There are innumerable articles and legal reviews outlining the challenges associated with balancing a patient’s privacy against the value of information accessibility during the course of providing patient care – what I call the “care value”. The “care value” derived from patient health information (PHI) accessibility is simply defined by increased improvement in and quality of patient care offered as a result of enhanced PHI accessibility. Enhanced quality of care can be measured many ways, and I don’t presume to know them all. But, as a patient and a professional in the healthcare market, I feel comfortable suggesting enhanced quality of care certainly includes improved patient outcomes, enhanced patient safety, and avoidance of unnecessary or redundant procedures.
So, in an era determined to “electronify” PHI (to wit: billions of dollars in government grants and incentives to introduce EMRs, HIEs, and enhanced healthcare information technology infrastructure), how do we reconcile what I call the “privacy paradox”? The short answer to this question is disappointing – I don’t know. But, I do know that the inherent contradictions that exist between PHI accessibility and legislated patient privacy rules cannot co-exist – period. One of the best articles I’ve read on this topic is entitled “Bottom-Up or Top-Down? Removing the Privacy Law Obstacles to Healthcare Reform in the National Healthcare Crisis” by the Indiana Law Journal – this article can be found at the following URL: www.indianalawjournal.org/articles/84/84_Hill.pdf (“Privacy Article”). I don’t wish to use this blog entry as a book report on the article. Suffice it to say, the Privacy Article illuminates many of the challenges, contradictions, and dangers associated with the current state of affairs vis-à-vis patient privacy vs. PHI accessibility.

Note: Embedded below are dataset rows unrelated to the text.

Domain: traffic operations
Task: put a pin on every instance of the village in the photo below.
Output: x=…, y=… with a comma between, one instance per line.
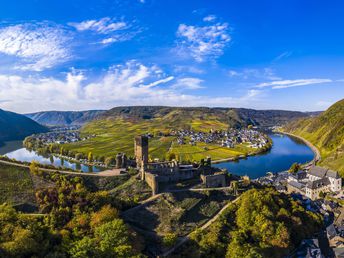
x=319, y=190
x=228, y=138
x=60, y=135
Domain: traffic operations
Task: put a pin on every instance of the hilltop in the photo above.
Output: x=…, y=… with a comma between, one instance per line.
x=114, y=130
x=64, y=118
x=14, y=126
x=233, y=117
x=326, y=132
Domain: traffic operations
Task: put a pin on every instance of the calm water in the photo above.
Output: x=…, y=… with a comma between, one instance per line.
x=284, y=152
x=15, y=150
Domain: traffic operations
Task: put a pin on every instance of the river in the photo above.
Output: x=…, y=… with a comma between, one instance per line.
x=15, y=150
x=284, y=152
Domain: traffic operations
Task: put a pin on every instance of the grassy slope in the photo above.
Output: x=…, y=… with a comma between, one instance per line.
x=16, y=185
x=15, y=126
x=116, y=133
x=326, y=132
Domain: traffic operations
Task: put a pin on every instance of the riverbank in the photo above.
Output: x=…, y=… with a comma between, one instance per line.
x=259, y=151
x=317, y=156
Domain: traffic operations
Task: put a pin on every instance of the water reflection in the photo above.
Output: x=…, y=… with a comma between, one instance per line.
x=23, y=154
x=284, y=152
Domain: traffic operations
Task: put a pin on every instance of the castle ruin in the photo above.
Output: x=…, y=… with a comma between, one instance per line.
x=171, y=171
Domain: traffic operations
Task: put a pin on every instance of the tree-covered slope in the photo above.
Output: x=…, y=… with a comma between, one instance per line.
x=15, y=126
x=114, y=130
x=233, y=117
x=326, y=132
x=62, y=118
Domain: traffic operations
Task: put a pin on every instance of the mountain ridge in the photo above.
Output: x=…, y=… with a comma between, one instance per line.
x=326, y=132
x=14, y=126
x=64, y=118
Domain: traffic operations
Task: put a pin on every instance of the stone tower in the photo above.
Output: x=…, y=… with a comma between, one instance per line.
x=141, y=153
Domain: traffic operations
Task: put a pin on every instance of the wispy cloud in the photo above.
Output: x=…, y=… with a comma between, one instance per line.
x=103, y=26
x=282, y=84
x=209, y=18
x=131, y=83
x=203, y=42
x=38, y=46
x=283, y=55
x=249, y=73
x=188, y=84
x=110, y=29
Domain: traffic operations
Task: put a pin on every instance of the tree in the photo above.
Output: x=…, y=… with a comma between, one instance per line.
x=105, y=214
x=113, y=239
x=90, y=157
x=172, y=156
x=294, y=168
x=169, y=239
x=109, y=161
x=86, y=247
x=34, y=168
x=78, y=156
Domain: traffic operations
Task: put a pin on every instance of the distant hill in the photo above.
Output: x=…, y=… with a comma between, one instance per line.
x=325, y=131
x=233, y=117
x=63, y=118
x=16, y=127
x=114, y=130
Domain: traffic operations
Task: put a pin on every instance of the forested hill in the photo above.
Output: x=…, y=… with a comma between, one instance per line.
x=327, y=133
x=15, y=126
x=234, y=117
x=63, y=118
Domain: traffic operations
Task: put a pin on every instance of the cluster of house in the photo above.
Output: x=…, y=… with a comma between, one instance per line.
x=60, y=136
x=223, y=138
x=313, y=183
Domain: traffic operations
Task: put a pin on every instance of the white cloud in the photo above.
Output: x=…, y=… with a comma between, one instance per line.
x=283, y=55
x=129, y=84
x=324, y=104
x=108, y=30
x=203, y=42
x=282, y=84
x=249, y=73
x=209, y=18
x=38, y=46
x=105, y=25
x=188, y=84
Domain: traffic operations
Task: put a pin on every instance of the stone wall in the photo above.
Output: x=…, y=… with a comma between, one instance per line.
x=152, y=181
x=213, y=181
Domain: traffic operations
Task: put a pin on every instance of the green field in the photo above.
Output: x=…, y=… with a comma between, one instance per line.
x=117, y=135
x=178, y=213
x=16, y=186
x=326, y=132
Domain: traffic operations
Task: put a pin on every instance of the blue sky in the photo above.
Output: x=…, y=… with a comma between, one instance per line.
x=78, y=55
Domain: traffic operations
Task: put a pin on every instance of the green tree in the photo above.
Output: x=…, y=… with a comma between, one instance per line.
x=34, y=167
x=109, y=161
x=169, y=239
x=294, y=167
x=90, y=157
x=113, y=239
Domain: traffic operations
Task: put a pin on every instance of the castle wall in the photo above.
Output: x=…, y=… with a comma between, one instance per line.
x=152, y=181
x=213, y=181
x=141, y=150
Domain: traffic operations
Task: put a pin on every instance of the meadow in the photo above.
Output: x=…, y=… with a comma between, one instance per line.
x=111, y=136
x=16, y=185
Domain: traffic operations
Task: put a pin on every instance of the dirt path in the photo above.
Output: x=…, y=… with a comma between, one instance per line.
x=184, y=239
x=106, y=173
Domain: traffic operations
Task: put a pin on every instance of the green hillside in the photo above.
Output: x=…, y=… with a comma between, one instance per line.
x=327, y=133
x=64, y=118
x=16, y=127
x=114, y=131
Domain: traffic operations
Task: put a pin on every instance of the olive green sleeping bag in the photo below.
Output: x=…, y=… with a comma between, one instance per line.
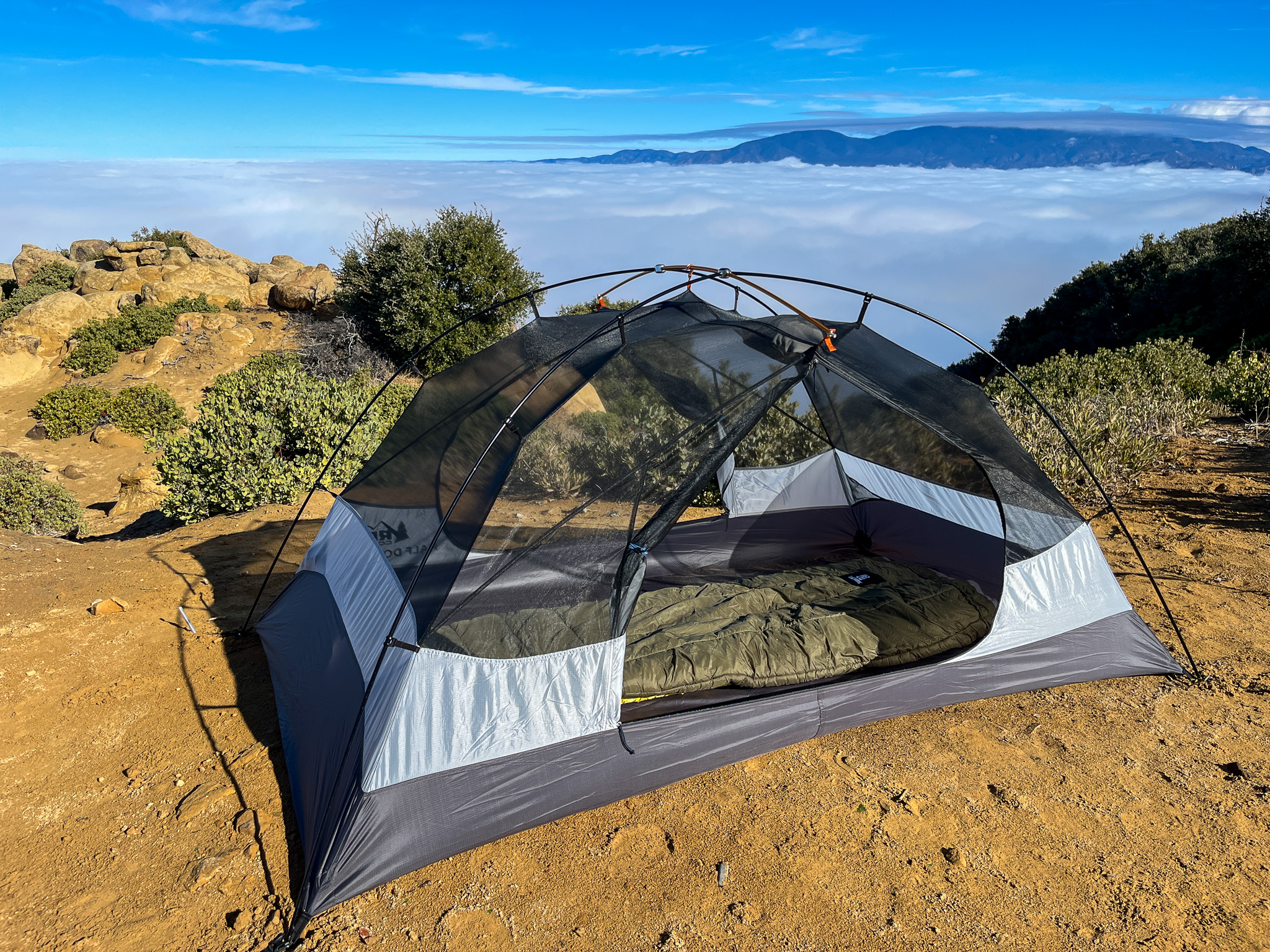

Let’s get back to my golf metaphor. HIEs do many things, but their core function is to provide connectivity and PHI accessibility at a level never before seen in healthcare. The potential benefits are enormous – articulated in part by my “care value”. But, with HIPAA merely serving as a “privacy floor” (pg. 11, Privacy Article), the myriad different state-based privacy regulations and legislation effectively narrow the fairway at which health systems must aim such that virtually any shot is going to miss. The strategic thinking deployed by a good golfer must therefore be deployed. What side of the fairway is safer – the privacy protection side, or the “care value” side? Or, is that the wrong question to ask? Should the question be “what side of the fairway is best?” Which question is the right question most certainly depends on who you ask.
I will leave you with this: as a patient, I want to receive the best care possible. Doesn’t every patient? Moreover, and I can only speculate, but don’t physicians and other care providers want to provide the best care possible? Of course they do. So, yes, I’d like my private health condition to remain between me and my care providers. But, if forced to choose which side of the fairway I will land, on a golf course where the fairways are so narrow as to be virtually hidden, I will always choose enhanced care over privacy. I suspect if such an option was presented to 100 patients, at least 99 of them would answer the same way.
But, our culture’s zealous defense of privacy puts the “care value” at risk. As we enter this new decade, and dollars begin to flow to health systems and states to improve healthcare information technology, the culture of privacy has to catch up. In short, the regulatory and technology environments must be reconciled. Only then will we be able to actually see the fairway at which we are aiming, much less land on it.